Insufficient-Justification effect
Het effect waarbij de attitude verandert nadat men een actie heeft uitgevoerd die tegengesteld is aan een eerdere attitude
2 voorwaarden voor het insufficient-justification effect
- Er moet geen beloning hangen aan de (tegenstrijdige) actie
- De actie moet vanuit vrije keuze en dus niet onder dwang worden uitgevoerd
3 vormen stereotypes
- Public (expliciet): wat we tegen anderen zeggen over een groep
- Private (expliciet): wat we wel vinden maar niet tegen anderen zeggen
- Impliciet: associaties die ons oordeel vormen over mensen, waar we ons niet bewust van zijn
Social facilitation
Als door de aanwezigheid van een publiek de prestaties van een persoon verbeteren (vaak simpele, goed geleerde taken)
Social interference/social inhibition
Als door de aanwezigheid van een publiek de prestaties van een persoon achteruit gaan (vaak complexe taken)
Stereotype threat
De bedreiging die een persoon voelt tijdens het maken van een test, als die wordt herinnerd aan de stereotyperende overtuiging dat er wordt verwacht dat de groep waar die bij hoort het niet goed gaat doen op de test.
impression management
De manieren waarop mensen bewust en onbewust hun gedrag aanpassen om de impressie die anderen van hun hebben te beïnvloeden
informational influence
Wanneer sociale invloed aanwijzingen geeft over objectieve dingen of situaties. (Als iedereen voor A kiest, en B laat liggen, dan ‘zullen ze wel iets weten wat ik niet weet’, dus kies ik ook A)
Normative influence
Sociale invloed die wordt uitgeoefend omdat een persoon bij een bepaalde groep wilt horen of goedkeuring wilt van een groep.
Het passieve bijstander effect
Hoe meer mensen aanwezig zijn bij een ongeval, hoe kleiner de kans dat iemand gaat helpen. (Het gevoel van verantwoordelijkheid is veel lager dan wanneer iemand de enige getuige is)
Groep polarisatie
Wanneer de meeste/alle mensen in een groep het aanvankelijk eens zijn, beweegt een groep
discussie ze naar een meer extreme versie van hun eerste visie
Low-ball technique
Nadat een koper akkoord is met het kopen van een product, de prijs omhoog doen.

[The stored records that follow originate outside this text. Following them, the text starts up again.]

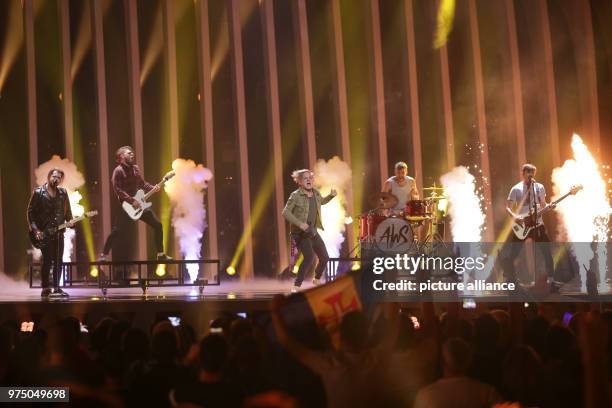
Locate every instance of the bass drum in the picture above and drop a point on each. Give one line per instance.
(368, 223)
(394, 234)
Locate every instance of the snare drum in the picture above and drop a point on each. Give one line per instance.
(394, 234)
(418, 208)
(368, 224)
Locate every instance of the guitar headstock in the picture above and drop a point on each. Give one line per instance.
(169, 175)
(576, 189)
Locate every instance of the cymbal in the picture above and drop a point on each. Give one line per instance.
(436, 197)
(383, 200)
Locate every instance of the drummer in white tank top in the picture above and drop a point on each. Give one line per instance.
(402, 186)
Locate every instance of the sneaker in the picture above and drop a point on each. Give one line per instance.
(60, 292)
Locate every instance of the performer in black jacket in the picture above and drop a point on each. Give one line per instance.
(49, 206)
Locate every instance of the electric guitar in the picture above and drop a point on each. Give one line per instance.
(141, 197)
(522, 229)
(49, 232)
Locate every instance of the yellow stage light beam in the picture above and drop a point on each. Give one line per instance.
(160, 270)
(154, 46)
(155, 43)
(13, 39)
(83, 37)
(83, 40)
(446, 15)
(266, 188)
(297, 265)
(221, 48)
(79, 160)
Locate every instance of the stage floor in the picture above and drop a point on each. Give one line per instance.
(18, 292)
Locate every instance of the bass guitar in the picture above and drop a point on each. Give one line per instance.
(50, 232)
(142, 197)
(522, 229)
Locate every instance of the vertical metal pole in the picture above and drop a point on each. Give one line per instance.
(206, 115)
(305, 78)
(133, 58)
(378, 86)
(413, 91)
(236, 50)
(1, 228)
(31, 89)
(67, 77)
(482, 123)
(341, 103)
(517, 92)
(549, 79)
(170, 57)
(171, 81)
(98, 37)
(588, 71)
(275, 131)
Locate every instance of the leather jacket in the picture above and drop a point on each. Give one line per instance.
(45, 211)
(296, 209)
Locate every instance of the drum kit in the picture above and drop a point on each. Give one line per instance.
(389, 229)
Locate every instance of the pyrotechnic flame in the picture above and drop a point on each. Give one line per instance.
(446, 15)
(333, 174)
(73, 179)
(186, 192)
(585, 217)
(465, 205)
(465, 209)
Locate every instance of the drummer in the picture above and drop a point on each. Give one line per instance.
(401, 186)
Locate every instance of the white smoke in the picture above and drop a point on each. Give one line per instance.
(466, 212)
(465, 208)
(333, 174)
(586, 215)
(186, 192)
(73, 179)
(13, 289)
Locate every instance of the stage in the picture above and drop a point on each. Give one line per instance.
(19, 303)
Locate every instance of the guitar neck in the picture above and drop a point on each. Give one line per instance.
(557, 201)
(150, 193)
(65, 225)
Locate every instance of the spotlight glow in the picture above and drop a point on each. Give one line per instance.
(160, 270)
(465, 205)
(333, 174)
(585, 217)
(186, 193)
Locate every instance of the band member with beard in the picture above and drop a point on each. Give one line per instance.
(303, 212)
(49, 207)
(522, 198)
(126, 181)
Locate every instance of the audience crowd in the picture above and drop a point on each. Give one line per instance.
(424, 356)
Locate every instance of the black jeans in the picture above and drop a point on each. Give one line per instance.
(122, 220)
(309, 246)
(512, 248)
(52, 256)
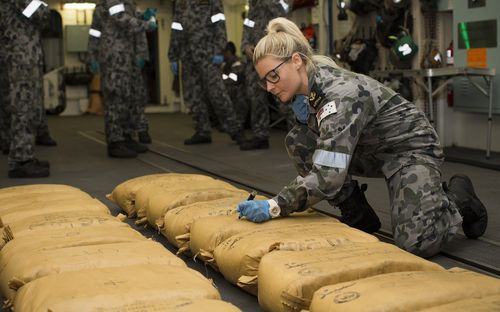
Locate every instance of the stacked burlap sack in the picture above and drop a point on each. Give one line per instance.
(292, 263)
(62, 251)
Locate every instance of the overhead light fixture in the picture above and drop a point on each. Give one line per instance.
(79, 6)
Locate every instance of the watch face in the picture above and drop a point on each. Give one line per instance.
(274, 211)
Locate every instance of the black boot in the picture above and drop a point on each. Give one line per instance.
(255, 143)
(29, 169)
(198, 139)
(239, 137)
(144, 137)
(474, 214)
(357, 212)
(45, 140)
(120, 150)
(135, 146)
(42, 162)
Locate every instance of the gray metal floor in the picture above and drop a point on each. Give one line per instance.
(80, 160)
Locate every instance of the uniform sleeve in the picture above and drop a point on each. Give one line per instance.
(248, 30)
(119, 16)
(95, 32)
(218, 21)
(35, 10)
(141, 46)
(341, 122)
(176, 35)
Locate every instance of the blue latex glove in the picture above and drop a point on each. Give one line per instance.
(174, 67)
(152, 26)
(94, 67)
(254, 210)
(218, 59)
(140, 62)
(148, 13)
(300, 107)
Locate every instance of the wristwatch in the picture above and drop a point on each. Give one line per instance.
(274, 209)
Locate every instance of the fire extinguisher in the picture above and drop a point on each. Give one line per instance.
(449, 55)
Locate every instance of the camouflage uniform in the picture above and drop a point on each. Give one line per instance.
(357, 126)
(198, 34)
(113, 46)
(4, 101)
(259, 15)
(233, 75)
(139, 91)
(22, 50)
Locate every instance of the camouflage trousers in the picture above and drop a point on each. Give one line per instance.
(119, 105)
(423, 217)
(140, 96)
(259, 105)
(203, 86)
(25, 111)
(238, 97)
(42, 127)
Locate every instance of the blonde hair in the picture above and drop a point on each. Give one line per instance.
(283, 39)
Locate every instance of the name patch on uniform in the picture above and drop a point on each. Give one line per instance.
(177, 26)
(327, 109)
(315, 96)
(94, 33)
(32, 7)
(218, 17)
(115, 9)
(249, 23)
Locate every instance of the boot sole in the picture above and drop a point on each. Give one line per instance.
(477, 228)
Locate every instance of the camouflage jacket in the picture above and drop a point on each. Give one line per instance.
(359, 122)
(259, 14)
(95, 33)
(20, 25)
(121, 35)
(198, 30)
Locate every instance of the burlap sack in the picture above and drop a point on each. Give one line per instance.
(124, 194)
(288, 279)
(16, 214)
(59, 220)
(177, 221)
(23, 191)
(146, 195)
(160, 203)
(27, 266)
(404, 291)
(238, 257)
(178, 305)
(159, 305)
(207, 233)
(485, 304)
(112, 288)
(69, 237)
(39, 198)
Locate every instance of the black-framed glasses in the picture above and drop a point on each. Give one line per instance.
(272, 76)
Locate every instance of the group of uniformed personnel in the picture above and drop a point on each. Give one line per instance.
(198, 39)
(118, 50)
(23, 122)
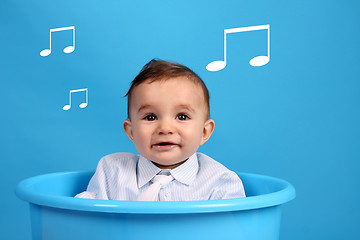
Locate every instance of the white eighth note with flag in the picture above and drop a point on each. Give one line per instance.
(68, 49)
(82, 105)
(255, 62)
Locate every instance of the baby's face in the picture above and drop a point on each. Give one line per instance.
(168, 121)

Na het akkoord gaan zijn kopers geneigd om cognitieve dissonantie te verminderen en zijn dan dus bereid om meer te betalen.
Foot-in-the-door technique
Mensen zijn geneigd eerder akkoord te gaan met een groot verzoek, als ze eerst een klein verzoek hebben toegezegd. Door het kleine verzoek is er vertrouwen en binding gecreëerd.
Milgram experiment
Proefpersonen moesten een zogenaamde ‘leerling’ telkens elektrische schokken toedienen als die een fout maakte. De schok werd telkens iets zwaarder. De meeste proefpersonen bleven lang gehoorzamen aan de onderzoekers ook al wilden ze het eigenlijk niet en was er geen echte bedreiging of beloning.
5 verklaringen Milgram experiment
- De norm van gehoorzaamheid aan legitieme autoriteiten
- Zekerheid dat de onderzoeker verantwoordelijk was
- De nabijheid van de onderzoeker en de afstand tot de leerling
- Het ontbreken van een voorbeeld van hoe te gedragen
- De verzoeken waren toenemend (foot-in-the-door)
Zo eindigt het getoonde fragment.